Dwarkesh's had Satya Nadella on his podcast this week. The entire thing is worth a listen, but notably included some pretty significant vibe shifts. After pushing for more and more capex last year, Nadella is now a lot more careful in his wording and promises. I am expecting at least some of that being related to OpenAI shifting their compute away from them?

Humane

Not sure where else to put it this, but didn't want to leave it out. Humane is dead. On the one hand, this sucks for the dozens of customers that were still using their AI pin. On the other hand, it has lead to some pretty great memes.

imagine your company eats shit so hard you are doomed to work at the HP printer division. Didn't even know that was a possible outcome
— Daniel (@growing_daniel) February 19, 2025

Personally, I am genuinely surprise about them not failing a lot harder after their initial launch. Sure, $116 million is pretty far from their peak valuation of $850 million, but with employees keeping their jobs for now, this actually seems like a pretty okay outcome?

Phind

While I'd heard of (and even used) Phind before, I would've completely missed them soft-relaunching their entire product if my colleague Florian hadn't told me about it (thanks!). After reading through their very detailed blog post and trying the new search myself, this feels in many ways more polished than the equivalent products offered by major players like Perplexity. I can't believe they're building this with a total of four people. Hat's off!

Research

DeepSeek: Native Sparse Attention

DeepSeek seems to have missed the note about not comparing your attention alternatives to the real deal (because you'll lose dramatically) and has developed something.. better?
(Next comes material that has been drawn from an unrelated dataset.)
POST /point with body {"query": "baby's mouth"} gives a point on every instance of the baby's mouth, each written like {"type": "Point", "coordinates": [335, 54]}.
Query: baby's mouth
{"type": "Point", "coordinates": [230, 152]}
Not just more computationally effective, but just actually getting better result? Also check out the paper, it's really cool.

Google: Co-Scientist

Google claims to have developed an AI system assisting scientific discovery. I didn't look too much into it, as it seemed pretty fluffy, but maybe a cool read?

Microsoft: OmniParser v2 & Muse

In my bookmarks this week I had two Microsoft announcements. The first one is OmniParser-2, a screen parser that allows regular LLMs to interact with UIs.

The other one is Muse - an AI that generates "minutes of AI "gameplay"". Honestly, this seems technically really cool, but I still don't see the endgame here?